On Nov. 21, shareholders of Seagate and Veritas approved the complex acquisition of Seagate, and the deal was finalized Wednesday.

Seagate stockholders will receive approximately $8.15 in cash and 0.45 of a share of Veritas stock for every one share of Seagate stock. The precise transaction details will be finalized within about a week, executives said during the call.

The Seagate deal lowers Veritas' tax burden and reduces Veritas' outstanding shares by 18.7 million, which is expected to increase calendar-year 2001 earnings per share by 4 percent.

"We...believe the accretive nature of the transaction, coupled with a lowered tax rate and a (fourth fiscal 2000 quarter) that is tracing extremely well, will attract investors' attention to the software leader of storage management," wrote Merrill Lynch analysts Mark Fernandes and Mark Martinho.

In a twist on the uncertainties surrounding the presidential election, which has sapped enthusiasm from Veritas stock and the broader markets in recent weeks, the analysts titled their Tuesday report "The Vote is Over--Taxes Lowered." The Merrill analysts, who reiterated an intermediate-term "accumulate" and long-term "buy," increased their calendar-year 2001 earnings per share estimate from 83 cents to 87 cents. They maintained a revenue forecast of $1.77 billion.

Other analysts were downright gushing when they wrote about Veritas in research reports issued Tuesday morning.

Goldman Sachs analysts Neil Herman and Amy Feng called the company "one of the best performers in our universe" and reiterated their top ("buy") rating.
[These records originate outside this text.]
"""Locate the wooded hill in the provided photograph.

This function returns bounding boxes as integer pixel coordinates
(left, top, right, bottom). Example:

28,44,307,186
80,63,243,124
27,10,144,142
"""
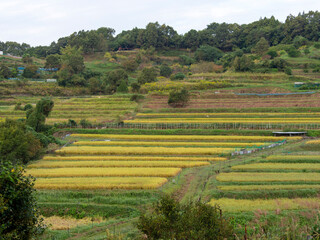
1,11,320,57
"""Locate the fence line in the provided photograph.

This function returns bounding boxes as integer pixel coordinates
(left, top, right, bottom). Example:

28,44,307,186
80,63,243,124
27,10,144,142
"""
56,122,320,130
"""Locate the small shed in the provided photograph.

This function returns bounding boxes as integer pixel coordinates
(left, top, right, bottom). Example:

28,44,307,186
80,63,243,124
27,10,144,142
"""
46,79,57,83
273,131,307,137
294,82,305,88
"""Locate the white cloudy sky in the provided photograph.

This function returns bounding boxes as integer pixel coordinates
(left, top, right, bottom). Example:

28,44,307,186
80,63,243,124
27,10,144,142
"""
0,0,319,46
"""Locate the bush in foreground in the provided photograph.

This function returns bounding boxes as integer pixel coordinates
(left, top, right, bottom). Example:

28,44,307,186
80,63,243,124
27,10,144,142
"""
0,161,44,239
137,195,233,240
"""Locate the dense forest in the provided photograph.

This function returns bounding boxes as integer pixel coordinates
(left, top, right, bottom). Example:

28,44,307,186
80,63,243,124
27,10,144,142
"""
1,11,320,57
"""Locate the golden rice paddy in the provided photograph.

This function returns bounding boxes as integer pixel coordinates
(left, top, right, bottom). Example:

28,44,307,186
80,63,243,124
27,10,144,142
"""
26,167,182,177
209,197,320,212
42,156,227,162
71,134,301,142
34,177,168,190
216,172,320,182
72,140,267,147
28,160,209,168
55,146,233,156
217,184,320,191
232,163,320,170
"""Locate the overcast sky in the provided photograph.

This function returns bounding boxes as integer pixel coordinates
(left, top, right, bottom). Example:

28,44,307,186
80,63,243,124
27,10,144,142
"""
0,0,319,46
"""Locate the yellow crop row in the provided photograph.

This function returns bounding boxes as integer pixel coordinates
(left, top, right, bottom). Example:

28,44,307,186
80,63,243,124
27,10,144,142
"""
34,177,168,190
26,167,182,178
136,112,320,117
208,197,320,212
28,160,210,168
46,118,107,124
42,156,227,162
73,141,267,147
232,163,320,170
124,118,320,124
306,140,320,144
56,146,233,156
71,134,301,142
266,155,320,161
218,184,320,191
216,172,320,182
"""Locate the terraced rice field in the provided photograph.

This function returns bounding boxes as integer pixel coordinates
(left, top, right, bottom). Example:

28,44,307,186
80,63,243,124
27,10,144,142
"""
31,134,261,190
209,198,320,212
30,134,294,190
71,134,301,142
217,172,320,182
212,142,320,212
232,163,320,171
265,155,320,162
306,139,320,144
134,94,320,129
142,93,320,109
126,117,320,125
0,95,137,124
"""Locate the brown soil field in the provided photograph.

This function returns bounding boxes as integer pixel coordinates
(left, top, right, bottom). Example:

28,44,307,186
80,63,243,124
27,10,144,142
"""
143,93,320,109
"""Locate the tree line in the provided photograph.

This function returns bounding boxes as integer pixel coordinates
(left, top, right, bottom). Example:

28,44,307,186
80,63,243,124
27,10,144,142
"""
1,11,320,57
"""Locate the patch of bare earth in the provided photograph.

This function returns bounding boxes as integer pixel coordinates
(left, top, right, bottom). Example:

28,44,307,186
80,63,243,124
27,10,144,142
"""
172,173,195,201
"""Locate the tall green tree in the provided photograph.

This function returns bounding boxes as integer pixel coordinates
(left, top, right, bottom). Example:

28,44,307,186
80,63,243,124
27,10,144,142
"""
60,45,85,74
0,119,42,164
104,69,128,93
137,67,157,85
45,54,61,69
251,37,269,55
26,98,54,132
195,45,224,62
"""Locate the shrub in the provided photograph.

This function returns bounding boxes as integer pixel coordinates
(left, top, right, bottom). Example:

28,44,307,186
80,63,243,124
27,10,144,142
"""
195,45,224,62
190,62,223,73
0,119,42,164
293,36,308,48
14,102,22,110
168,88,189,108
179,55,195,65
160,64,173,77
68,119,77,127
284,67,292,75
130,82,141,93
172,72,185,80
269,58,288,70
137,195,233,240
304,48,310,55
80,119,92,128
233,55,253,72
121,59,139,72
89,77,105,94
22,65,39,78
104,69,128,93
314,43,320,49
267,50,278,59
137,67,157,85
287,47,300,58
0,162,45,239
130,94,145,102
23,104,33,111
116,80,128,93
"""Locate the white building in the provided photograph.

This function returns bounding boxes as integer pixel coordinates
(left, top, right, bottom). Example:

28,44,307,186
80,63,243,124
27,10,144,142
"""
0,51,3,55
46,79,57,83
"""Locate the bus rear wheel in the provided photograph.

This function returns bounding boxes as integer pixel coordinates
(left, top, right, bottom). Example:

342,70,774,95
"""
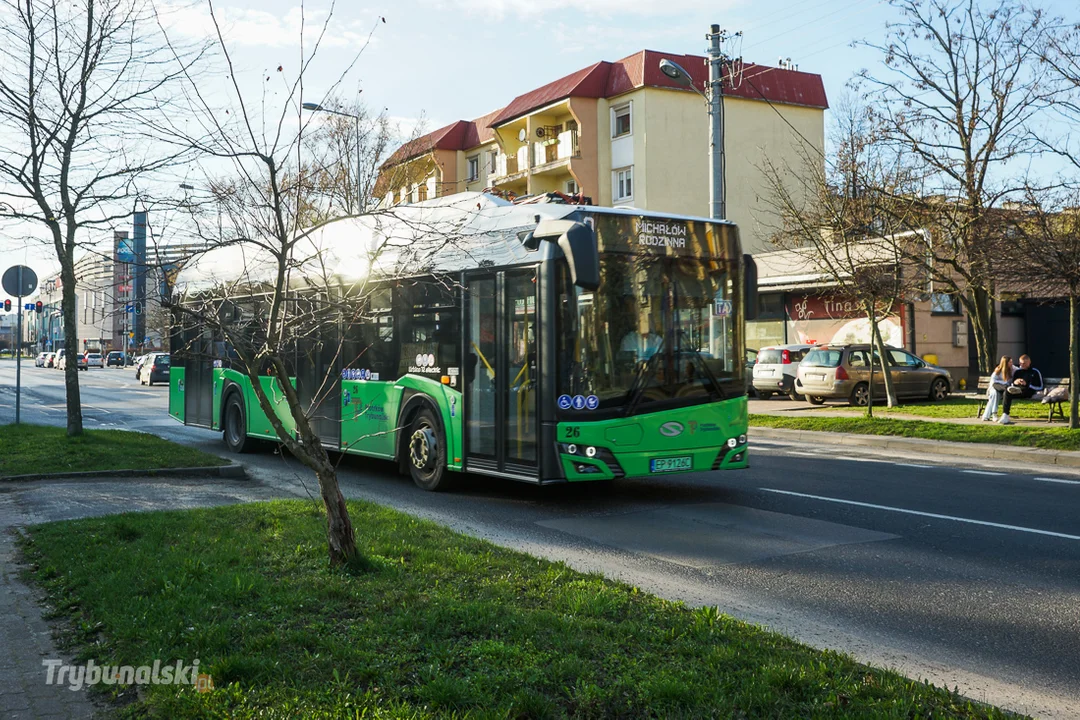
223,392,252,453
407,407,451,491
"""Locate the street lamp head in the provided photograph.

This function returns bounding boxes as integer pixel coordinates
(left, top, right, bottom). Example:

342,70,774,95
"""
659,58,694,89
301,102,323,111
179,183,194,190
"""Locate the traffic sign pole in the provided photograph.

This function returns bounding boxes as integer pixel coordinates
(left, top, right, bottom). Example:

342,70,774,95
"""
3,265,40,425
15,289,22,424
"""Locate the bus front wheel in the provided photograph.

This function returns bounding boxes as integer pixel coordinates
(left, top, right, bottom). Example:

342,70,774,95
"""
223,392,252,453
407,407,451,491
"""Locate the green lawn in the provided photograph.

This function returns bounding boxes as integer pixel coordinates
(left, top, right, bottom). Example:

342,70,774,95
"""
21,500,1018,719
751,413,1080,451
0,424,228,478
806,395,1056,421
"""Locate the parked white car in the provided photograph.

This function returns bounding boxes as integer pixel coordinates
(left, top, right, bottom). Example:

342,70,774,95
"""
752,344,816,400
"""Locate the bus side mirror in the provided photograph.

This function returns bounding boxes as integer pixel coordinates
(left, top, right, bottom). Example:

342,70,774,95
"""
743,253,758,321
533,219,600,291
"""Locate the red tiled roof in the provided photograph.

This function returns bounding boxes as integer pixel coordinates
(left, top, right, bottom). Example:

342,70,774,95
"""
382,51,828,167
607,50,829,109
381,108,504,170
462,107,503,148
489,62,611,126
381,120,467,168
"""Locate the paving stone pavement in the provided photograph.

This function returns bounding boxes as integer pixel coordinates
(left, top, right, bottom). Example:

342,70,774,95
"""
0,475,299,719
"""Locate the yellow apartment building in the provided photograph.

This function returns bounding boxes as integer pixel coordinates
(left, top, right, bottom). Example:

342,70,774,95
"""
375,50,828,254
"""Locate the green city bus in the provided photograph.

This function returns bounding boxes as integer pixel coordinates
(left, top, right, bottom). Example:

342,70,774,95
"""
168,193,750,489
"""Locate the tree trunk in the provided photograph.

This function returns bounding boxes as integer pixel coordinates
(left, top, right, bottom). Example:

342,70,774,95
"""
871,313,898,408
316,461,359,566
245,355,359,568
60,257,83,437
1070,294,1079,431
964,286,998,375
865,307,876,418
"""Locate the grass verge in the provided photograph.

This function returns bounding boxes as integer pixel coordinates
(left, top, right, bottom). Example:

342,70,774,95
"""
21,500,1020,719
802,396,1054,421
751,413,1080,451
0,424,227,478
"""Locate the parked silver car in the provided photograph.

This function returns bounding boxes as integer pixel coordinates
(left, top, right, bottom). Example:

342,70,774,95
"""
797,344,952,406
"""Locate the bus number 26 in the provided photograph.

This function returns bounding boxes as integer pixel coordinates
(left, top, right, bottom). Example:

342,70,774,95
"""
563,426,581,439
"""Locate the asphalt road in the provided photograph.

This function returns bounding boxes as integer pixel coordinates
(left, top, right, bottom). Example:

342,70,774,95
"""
2,361,1079,719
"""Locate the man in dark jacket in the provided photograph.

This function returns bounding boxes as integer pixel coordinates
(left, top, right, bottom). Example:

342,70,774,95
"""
999,354,1044,425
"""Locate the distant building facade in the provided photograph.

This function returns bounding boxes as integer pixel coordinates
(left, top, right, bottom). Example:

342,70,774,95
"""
375,50,828,255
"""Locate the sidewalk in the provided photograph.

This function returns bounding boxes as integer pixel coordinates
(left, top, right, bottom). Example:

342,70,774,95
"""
0,472,293,719
0,497,97,719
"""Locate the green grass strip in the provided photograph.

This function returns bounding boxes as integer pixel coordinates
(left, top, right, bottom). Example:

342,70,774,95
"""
22,500,1020,718
751,414,1079,451
803,396,1054,421
0,424,228,478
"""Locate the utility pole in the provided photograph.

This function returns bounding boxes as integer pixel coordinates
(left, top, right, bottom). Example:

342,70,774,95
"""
659,25,739,220
707,24,726,220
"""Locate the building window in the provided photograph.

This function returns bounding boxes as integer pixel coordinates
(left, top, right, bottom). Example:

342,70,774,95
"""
757,293,785,320
417,183,428,202
930,292,961,315
565,180,578,195
612,103,631,138
488,150,498,175
467,155,479,182
613,167,633,202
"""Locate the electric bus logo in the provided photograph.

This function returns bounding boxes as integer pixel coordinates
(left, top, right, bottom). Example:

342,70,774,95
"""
659,421,684,437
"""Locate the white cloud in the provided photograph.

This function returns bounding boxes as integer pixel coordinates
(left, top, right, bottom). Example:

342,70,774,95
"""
158,1,381,49
436,0,744,20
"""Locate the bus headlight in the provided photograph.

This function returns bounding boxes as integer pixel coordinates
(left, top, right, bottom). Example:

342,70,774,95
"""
727,438,738,449
739,434,747,445
585,446,597,458
567,444,578,455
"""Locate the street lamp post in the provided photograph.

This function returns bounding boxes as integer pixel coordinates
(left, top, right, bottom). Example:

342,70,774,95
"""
302,101,362,213
660,25,727,220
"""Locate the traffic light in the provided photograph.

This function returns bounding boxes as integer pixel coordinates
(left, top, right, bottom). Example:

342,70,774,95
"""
35,301,42,313
3,299,10,312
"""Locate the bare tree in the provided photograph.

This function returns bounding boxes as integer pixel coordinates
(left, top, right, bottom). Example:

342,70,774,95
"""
0,0,203,435
761,98,926,414
994,189,1080,428
302,96,392,218
858,0,1061,374
157,4,412,566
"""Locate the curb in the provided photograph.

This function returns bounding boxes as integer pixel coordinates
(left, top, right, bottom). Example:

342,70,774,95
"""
0,464,246,483
750,427,1080,468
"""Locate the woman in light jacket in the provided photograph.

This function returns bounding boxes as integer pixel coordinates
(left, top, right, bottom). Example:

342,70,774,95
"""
982,355,1013,421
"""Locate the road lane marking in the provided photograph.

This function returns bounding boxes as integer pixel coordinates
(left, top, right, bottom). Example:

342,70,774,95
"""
962,470,1006,476
759,488,1080,541
1034,477,1080,486
895,463,932,469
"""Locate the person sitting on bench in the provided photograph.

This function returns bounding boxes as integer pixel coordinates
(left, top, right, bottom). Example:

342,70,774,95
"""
998,354,1043,425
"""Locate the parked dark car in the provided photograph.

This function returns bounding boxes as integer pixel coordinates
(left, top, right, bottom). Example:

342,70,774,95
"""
138,353,170,386
106,351,125,367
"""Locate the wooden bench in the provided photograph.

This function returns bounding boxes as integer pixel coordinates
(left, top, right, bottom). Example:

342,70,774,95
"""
975,376,1069,422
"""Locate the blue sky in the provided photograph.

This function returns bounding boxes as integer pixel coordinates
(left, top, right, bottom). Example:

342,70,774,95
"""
1,0,1077,281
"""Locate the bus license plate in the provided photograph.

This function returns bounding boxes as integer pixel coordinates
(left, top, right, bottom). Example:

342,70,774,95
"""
650,456,692,473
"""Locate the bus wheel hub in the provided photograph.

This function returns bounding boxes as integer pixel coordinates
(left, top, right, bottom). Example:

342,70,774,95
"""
410,427,436,469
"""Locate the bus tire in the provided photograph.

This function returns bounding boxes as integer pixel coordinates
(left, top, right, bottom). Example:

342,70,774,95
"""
223,391,252,453
407,407,452,491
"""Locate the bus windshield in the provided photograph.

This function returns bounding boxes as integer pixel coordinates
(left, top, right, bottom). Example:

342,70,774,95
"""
556,251,743,416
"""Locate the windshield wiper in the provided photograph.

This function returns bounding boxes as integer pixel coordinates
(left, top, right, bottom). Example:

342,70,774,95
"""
675,329,726,401
623,336,666,417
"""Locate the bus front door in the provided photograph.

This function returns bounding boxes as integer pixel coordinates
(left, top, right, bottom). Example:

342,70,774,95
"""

Last week, the duo raised its earnings-per-share estimate for fiscal year 2001 from 80 cents to 83 cents. On Wednesday, a day after the Seagate deal closed, it also maintained its 12-month price target of $160 per share. The duo's forecast for the fourth quarter, which ends in December, is top-line revenue of $345 million and operating earnings per share of 17 cents.

Investment firms Thomas Weisel Partners, Deutsche Banc Alex Brown, Lehman Brothers and Needham also reiterated "buy" ratings.

Wit SoundView reiterated a "strong buy" and a 12-month price target of $165. Prudential Volpe reiterated a "strong buy" and a 12-month price target of $175 per share. If Veritas hit the Prudential target, it would be a 65 percent increase from the current price of $106. The stock, which has traded in a 52-week range between $46.05 and $174, is down 24.84 percent since the beginning of the month.

Goldman Sachs analyst Anne Meisner called Veritas software the "killer app" for storage area networks. A SAN is a dedicated, high-speed network similar to a local area network (LAN). A SAN consists of a cluster of storage devices accessible to multiple servers and managed as a single resource.

Meisner's only concern was Veritas' ability to recruit talent--a ubiquitous worry for all companies in the Silicon Valley and the broader tech sector.

"We believe the greatest risk facing the company is its ongoing ability to hire skilled professionals to support continued robust growth," Meisner wrote in a research note that kept Veritas on its "recommended" list.

On the hiring front, however, Veritas recently scored something of a coup. The company announced earlier this month that Gary Bloom, an Oracle executive who was widely believed to be on a short list of possible successors to CEO Larry Ellison, will become president and chief executive of Veritas.